A big part is played by the Korean Film Council (KOFIC), which was established in 1973. It helps domestic films by giving money, doing study, and giving training. It has also been involved in talks about new ways to get money, like crowdfunding projects.

At the same time, separate study lists a number of film-focused investors and funds based in Seoul. This shows that private capital has become more involved in supporting production and related start-ups.

Individual investors usually can't get direct access to these funds; they're only open to companies or wealthy clients.
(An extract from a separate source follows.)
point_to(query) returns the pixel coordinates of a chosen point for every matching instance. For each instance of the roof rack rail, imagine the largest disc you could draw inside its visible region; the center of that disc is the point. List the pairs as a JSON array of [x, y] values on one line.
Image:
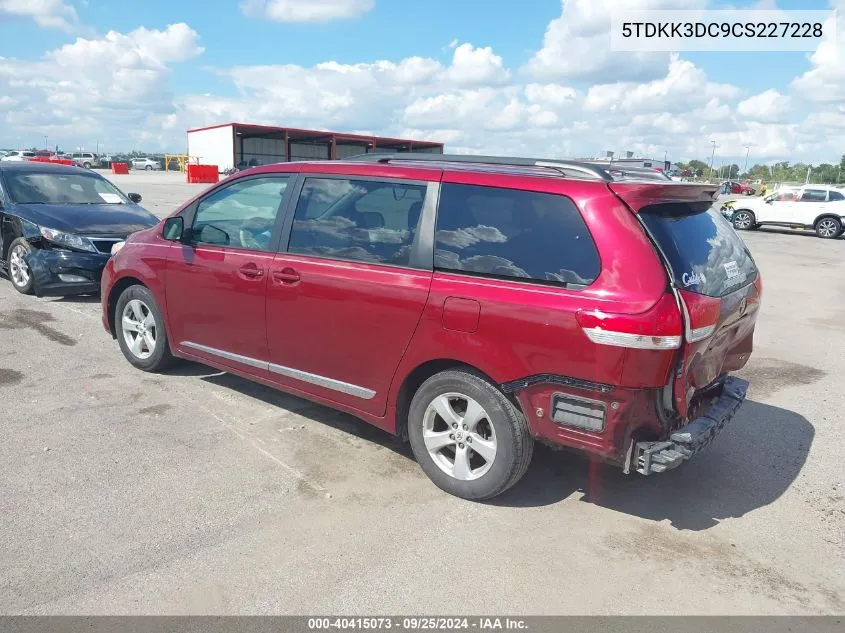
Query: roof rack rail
[[563, 167]]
But the fact that they exist is important because they make project selection more professional and spread risk across a number of films instead of just one.

Crowdfunding and Fan-Led Investment

Campaigning has grown into a key way for fans to connect with artists. Korean sites like Wadiz, Tumblebug, and others have given money to thousands of cultural projects, ranging from film and drama-related campaigns to concerts and art shows.

More and more young people are giving small amounts of money to culture projects. This is known as "deoktuilchi" in Korean media. According to reports, cultural crowdfunding on one major platform rose from about ₩2 billion to ₩7 billion from 2016 to 2018. A big chunk of that growth went to film and performance projects.

For movies and TV shows, these efforts sometimes offer rewards based on profits or royalties, but a lot of the time, they are still set up as pre-orders or perks instead of formal securities. You need to read the rules carefully and think of these as high-risk, high-variance bets because there aren't as many protections as on public markets.